Unapproved egress destination	Network call is blocked and recorded with trace ID.
Memory write contains private data	Write is denied, redacted, or routed for approval.
Tool requests broad credential	Runtime injects only scoped credential or denies the call.
Approval-required side effect	Workflow pauses before execution and records approval context.
Replay of old message	Idempotency or nonce check blocks duplicate action.
Browser tries private network	Request is denied before navigation or upload.
Code tries to read outside workspace	Filesystem access is denied and traced.
Subagent asks for broader tools	Delegation is refused or routed for approval.
Trace contains raw token	Redaction test fails and blocks release.
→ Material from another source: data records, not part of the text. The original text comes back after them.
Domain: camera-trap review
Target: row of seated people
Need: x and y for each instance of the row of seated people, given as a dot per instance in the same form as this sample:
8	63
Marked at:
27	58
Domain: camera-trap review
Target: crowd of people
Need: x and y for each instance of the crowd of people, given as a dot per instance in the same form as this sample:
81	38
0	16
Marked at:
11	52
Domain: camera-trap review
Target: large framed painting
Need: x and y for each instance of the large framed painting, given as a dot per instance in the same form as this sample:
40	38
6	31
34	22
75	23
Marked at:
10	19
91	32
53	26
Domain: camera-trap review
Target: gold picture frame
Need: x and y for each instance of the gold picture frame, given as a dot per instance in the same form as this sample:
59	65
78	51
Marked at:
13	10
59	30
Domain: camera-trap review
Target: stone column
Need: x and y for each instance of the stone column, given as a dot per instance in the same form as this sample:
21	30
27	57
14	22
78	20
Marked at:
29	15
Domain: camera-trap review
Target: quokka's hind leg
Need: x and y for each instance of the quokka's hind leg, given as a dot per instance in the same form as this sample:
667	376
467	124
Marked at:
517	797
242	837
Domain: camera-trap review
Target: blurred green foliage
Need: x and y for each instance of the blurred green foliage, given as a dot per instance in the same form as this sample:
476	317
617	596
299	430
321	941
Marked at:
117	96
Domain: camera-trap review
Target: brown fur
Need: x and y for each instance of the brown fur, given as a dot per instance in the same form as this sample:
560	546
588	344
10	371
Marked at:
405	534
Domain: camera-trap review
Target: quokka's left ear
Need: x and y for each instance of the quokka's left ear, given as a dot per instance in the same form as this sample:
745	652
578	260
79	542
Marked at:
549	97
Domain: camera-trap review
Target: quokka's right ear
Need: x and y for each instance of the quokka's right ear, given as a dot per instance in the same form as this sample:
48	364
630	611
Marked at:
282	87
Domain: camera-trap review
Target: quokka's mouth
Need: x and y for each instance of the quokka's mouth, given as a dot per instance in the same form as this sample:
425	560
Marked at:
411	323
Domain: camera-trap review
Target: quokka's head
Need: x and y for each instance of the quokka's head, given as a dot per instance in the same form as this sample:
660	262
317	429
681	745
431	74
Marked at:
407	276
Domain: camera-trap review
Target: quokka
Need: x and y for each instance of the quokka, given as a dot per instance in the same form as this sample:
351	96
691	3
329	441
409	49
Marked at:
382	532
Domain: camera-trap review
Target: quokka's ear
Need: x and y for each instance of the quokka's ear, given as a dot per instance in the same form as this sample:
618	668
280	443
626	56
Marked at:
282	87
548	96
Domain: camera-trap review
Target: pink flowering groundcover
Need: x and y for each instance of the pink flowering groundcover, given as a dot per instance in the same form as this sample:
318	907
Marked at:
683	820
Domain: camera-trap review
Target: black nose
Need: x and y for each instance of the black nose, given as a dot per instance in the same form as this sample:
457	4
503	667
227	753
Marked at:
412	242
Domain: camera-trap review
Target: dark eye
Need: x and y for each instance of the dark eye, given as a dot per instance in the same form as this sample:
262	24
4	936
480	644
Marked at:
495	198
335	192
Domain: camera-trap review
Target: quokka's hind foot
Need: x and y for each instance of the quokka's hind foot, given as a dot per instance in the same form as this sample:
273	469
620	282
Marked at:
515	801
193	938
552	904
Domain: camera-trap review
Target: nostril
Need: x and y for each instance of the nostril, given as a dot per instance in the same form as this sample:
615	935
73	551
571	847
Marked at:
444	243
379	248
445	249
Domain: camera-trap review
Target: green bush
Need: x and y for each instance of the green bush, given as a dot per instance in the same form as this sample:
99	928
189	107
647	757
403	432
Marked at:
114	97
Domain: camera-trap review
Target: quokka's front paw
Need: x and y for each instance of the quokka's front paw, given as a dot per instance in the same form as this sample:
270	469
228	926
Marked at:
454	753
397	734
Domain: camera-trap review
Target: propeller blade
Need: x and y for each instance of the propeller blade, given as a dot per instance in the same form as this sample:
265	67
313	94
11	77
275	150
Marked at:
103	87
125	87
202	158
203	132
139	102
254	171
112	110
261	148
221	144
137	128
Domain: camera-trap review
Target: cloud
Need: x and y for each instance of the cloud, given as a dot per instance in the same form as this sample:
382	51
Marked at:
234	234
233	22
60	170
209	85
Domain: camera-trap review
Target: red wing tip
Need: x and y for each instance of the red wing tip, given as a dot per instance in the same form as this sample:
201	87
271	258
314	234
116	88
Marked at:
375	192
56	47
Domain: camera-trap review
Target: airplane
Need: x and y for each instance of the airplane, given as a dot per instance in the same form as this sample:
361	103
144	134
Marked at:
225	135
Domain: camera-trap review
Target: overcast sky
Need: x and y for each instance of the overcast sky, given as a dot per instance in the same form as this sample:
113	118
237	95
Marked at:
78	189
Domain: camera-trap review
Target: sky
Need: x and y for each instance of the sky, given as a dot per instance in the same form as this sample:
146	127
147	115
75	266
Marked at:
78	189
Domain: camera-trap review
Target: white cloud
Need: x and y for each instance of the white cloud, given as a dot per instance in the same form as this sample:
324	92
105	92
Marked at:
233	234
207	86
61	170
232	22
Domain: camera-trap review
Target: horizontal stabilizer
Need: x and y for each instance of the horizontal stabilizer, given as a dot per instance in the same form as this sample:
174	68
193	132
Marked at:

Measure false allows, blocked unsafe tool calls, redaction failures, missing trace fields, unauthorized egress attempts, approval-routing accuracy, sandbox escape attempts, and time to investigate a security incident.

Incident Response

Plan for agent incidents before launch. The team should already know how to disable a tool or a route, roll back a prompt or policy, revoke credentials, quarantine memory, inspect traces, notify affected users, and turn the incident into evals. If the response requires code archaeology in the middle of an incident, the system is not operationally ready.

Security incident response should include identity and credential actions: revoke tokens, rotate secrets, disable service accounts, invalidate message nonces, quarantine affected traces, and preserve enough audit evidence to explain the run.